The time that everything started to change probably wasn’t for three months after she was born, until she smiled at me for the first time....the real smile. There is a famous movie line “you had me at hello”. Well I guess that was our ‘hello’ moment, and from that moment she had me.
My wife doesn’t ask me any more if I love my daughter. I guess some things are just obvious. But I still cry from time to time and hate myself every single day for ever wanting her to be a little bit different and for putting my own limitations on her abilities, and about what she might be able to achieve in the future. The honest truth is that if she were different now, she wouldn’t be Darcey. She wouldn’t be my daughter, the daughter I have come to love and adore. Even now, her laugh is the one thing that makes everything alright again. She has been through so much, has suffered so much pain without complaint and is always smiling and waving at everyone she meets, and is so strong that she makes me ashamed that I ever had any doubts.
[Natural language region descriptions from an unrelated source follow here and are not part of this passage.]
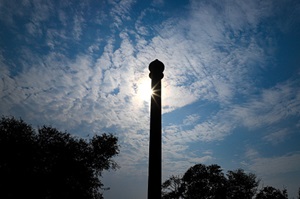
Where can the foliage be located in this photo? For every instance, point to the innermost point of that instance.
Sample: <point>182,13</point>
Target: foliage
<point>269,192</point>
<point>202,182</point>
<point>52,164</point>
<point>172,188</point>
<point>209,182</point>
<point>241,185</point>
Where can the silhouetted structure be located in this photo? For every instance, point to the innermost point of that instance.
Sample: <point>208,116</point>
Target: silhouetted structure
<point>154,179</point>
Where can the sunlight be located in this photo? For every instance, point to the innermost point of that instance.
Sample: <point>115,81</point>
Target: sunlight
<point>144,90</point>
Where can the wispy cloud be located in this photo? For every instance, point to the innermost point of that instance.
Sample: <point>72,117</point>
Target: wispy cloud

My story isn’t about the three bowel operations that Darcey had in the first six months, or about the worry of needing heart surgery, or about the daily struggles with her development to help her sit, or stand, or walk. It isn’t about the joy of seeing her signing or how we spend time together just laughing. No.
My story is about a daddy falling in love with his daughter, and the feelings of inadequancy....not her inadequacy, but mine.